The Real Housewives fits with Lifetime’s “Television for Women and Gay Men” strategy, which worked up until it dropped reruns of The Golden Girls and thus lost half of that audience.
“We cannot allow Oxygen to own the batshit women space, so we’re looking forward to more insanity. Of course, we’re going to replace all of the women and get new producers, but we’re confident it’ll still be a hit,” the source said.
Bravo immediately announced that it was canceling production on second seasons of The Fashion Show and Launch My Line.

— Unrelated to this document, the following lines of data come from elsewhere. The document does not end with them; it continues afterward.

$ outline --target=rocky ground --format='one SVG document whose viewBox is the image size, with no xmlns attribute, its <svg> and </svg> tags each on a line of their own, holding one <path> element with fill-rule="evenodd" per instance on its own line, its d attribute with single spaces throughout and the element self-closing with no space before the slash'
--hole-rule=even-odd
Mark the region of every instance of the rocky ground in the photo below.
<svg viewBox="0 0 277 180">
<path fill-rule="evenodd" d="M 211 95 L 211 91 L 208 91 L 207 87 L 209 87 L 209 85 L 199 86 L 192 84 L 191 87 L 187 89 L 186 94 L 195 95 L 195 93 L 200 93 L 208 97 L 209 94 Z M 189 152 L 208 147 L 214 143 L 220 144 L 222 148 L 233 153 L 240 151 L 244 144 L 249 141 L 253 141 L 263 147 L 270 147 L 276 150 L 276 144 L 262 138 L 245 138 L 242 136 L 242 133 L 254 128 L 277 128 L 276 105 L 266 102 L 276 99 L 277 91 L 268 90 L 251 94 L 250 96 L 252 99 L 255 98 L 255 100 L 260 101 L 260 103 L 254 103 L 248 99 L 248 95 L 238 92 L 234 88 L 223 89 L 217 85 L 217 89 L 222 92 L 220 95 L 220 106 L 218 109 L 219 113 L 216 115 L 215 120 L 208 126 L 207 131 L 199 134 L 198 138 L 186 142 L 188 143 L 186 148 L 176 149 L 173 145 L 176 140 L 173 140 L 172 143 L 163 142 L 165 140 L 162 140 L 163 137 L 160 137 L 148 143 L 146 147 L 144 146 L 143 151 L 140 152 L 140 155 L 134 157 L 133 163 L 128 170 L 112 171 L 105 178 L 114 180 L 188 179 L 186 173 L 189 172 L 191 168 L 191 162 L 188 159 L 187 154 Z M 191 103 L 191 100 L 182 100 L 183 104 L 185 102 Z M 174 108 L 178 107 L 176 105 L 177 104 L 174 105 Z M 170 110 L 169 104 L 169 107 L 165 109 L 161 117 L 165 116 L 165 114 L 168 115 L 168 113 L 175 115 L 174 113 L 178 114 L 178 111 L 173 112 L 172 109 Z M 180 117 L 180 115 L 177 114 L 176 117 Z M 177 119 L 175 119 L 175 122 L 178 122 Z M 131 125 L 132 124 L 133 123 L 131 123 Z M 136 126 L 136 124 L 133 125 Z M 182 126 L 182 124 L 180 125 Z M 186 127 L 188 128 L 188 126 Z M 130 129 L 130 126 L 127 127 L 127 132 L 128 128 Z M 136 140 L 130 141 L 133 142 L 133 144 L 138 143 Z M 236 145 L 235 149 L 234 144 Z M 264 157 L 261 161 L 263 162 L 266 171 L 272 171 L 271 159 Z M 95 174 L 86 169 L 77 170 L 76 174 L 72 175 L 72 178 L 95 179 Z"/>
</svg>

A Bravo source said, “This is a great relief. We were getting worried about liability, because our strategy for these shows was to get our interns blind drunk while they watched old episodes of Runway. Then, they’d call their parents. After years of doting on, hovering over, babying, and doing everything for their college-aged kids, their parents were lost and thus coked up on prescription meds. Anyway, we’d record their under-the-influence conversations about the episodes, and we’d use that incoherent babble as a template for challenges on our 15 Project Runway clones. They were just different enough to not be direct copies, and just zany enough to be considered creative.”
Bravo also won’t proceed on developing Project Funway, which was described in a press release as “a show that’s nothing at all like Project Runway, but instead will feature designers creating clothes and presenting them on a runway that’s actually a slip ‘n’ slide coated with sweat that dripped from Andy Cohen’s chest.”